AR: With What’s Up! Warthogs also, we’ve seen really good numbers. Last year when the first season aired, we were just seeing it break into the top 20, so for a small little show that could, we’re feeling that we’re starting to compete with the Disneys and other shows [from studios] like that.

AL: Online it’s been a great hit – it was created as a web/television series, whereby it airs on television as a traditional half-hour and it also airs in parts online on When it premiered, Warthogs was the most-watched page behind the homepage, surpassing even the Disney shows that they have online, so [we’re] definitely really happy with it.

Do you think having that online presence is a necessary component to create something successful? Do you think that’s something you’ll look at with all of your projects in the future?

AL: Absolutely. I think, when you’re a fan of a TV show, I’d like to say the first thing you do if you’re going to try and find it online is check out if it has a Facebook page, and if you can create a compelling reason for them to “Like” that page and keep coming back to it, which we have – we’ve created entire spinoff, behind-the-scenes web series that just exist on our Facebook page and Youtube.

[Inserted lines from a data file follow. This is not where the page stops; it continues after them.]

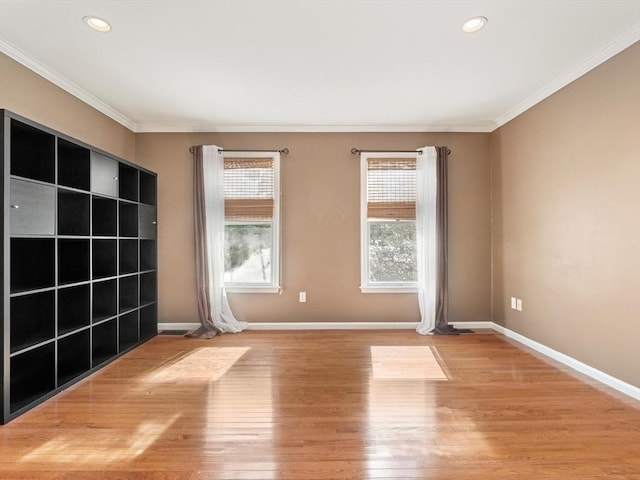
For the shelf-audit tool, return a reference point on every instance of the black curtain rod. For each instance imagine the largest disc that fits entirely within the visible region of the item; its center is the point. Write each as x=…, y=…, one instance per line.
x=284, y=151
x=355, y=150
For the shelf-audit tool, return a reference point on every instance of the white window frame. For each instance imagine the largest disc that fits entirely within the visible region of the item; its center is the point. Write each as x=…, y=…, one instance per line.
x=274, y=286
x=366, y=286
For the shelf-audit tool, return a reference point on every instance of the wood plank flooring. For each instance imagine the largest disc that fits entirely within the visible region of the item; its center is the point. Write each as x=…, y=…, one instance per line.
x=306, y=405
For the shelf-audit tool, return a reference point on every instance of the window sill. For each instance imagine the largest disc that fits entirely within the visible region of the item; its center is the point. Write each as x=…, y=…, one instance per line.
x=252, y=289
x=389, y=289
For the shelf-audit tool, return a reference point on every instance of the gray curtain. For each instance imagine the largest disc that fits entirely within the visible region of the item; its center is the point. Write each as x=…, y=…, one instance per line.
x=442, y=300
x=207, y=329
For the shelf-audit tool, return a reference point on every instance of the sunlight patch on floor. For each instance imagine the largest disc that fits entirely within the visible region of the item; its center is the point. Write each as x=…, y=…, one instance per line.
x=403, y=362
x=108, y=447
x=203, y=365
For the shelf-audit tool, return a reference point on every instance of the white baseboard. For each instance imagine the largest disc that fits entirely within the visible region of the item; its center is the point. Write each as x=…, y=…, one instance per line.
x=178, y=326
x=334, y=326
x=604, y=378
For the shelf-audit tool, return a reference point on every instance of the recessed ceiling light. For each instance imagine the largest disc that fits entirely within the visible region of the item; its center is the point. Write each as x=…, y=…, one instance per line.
x=474, y=24
x=97, y=23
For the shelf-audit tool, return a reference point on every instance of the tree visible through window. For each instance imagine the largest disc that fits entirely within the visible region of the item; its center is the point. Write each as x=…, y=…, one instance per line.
x=251, y=219
x=388, y=221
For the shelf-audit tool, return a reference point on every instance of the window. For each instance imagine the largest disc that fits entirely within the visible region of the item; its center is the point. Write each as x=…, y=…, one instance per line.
x=388, y=222
x=251, y=231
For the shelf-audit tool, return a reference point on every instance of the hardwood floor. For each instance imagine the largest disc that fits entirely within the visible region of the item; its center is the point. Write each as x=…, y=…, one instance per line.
x=307, y=405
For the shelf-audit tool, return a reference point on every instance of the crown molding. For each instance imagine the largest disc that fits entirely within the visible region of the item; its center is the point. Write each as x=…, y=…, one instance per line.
x=214, y=128
x=600, y=56
x=66, y=84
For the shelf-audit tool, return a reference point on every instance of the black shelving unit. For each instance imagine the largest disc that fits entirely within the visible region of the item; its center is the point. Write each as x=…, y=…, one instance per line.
x=80, y=281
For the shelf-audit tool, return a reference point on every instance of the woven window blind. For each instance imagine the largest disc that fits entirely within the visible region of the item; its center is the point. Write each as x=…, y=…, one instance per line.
x=391, y=188
x=248, y=189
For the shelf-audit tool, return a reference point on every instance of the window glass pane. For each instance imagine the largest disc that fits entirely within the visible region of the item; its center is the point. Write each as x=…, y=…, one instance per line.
x=392, y=252
x=247, y=256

And it’s huge. People have really gravitated towards it. It’s not enough to have a Facebook page; you have to have reasons for them to come back to it.

AR: We also think of ourselves like content creators because we just want people to see things wherever they can, and also wherever it fits for them. Not everything’s built to watch on your cell phone, but at the same time, you can have certain content [on mobile] that works better than it would on TV because of interactivity. So we just want to make sure all our projects have a lot of facets for people to enjoy.

What are some of your objectives as a company in 2012? Are there any areas you hope to grow or expand in?

AR: We’re definitely looking to continue with more seasons of our television shows. We’re developing more television shows and features. Also, we’re very interested in getting into the digital space – we’re looking at web series and other types of extensions like that.

And 2012 will see our company grow in its infrastructure. We can’t sustain this at the levels we want to with just three people in the company, and that’s what we’re excited about – to see what the next phase of Aircraft Pictures looks like.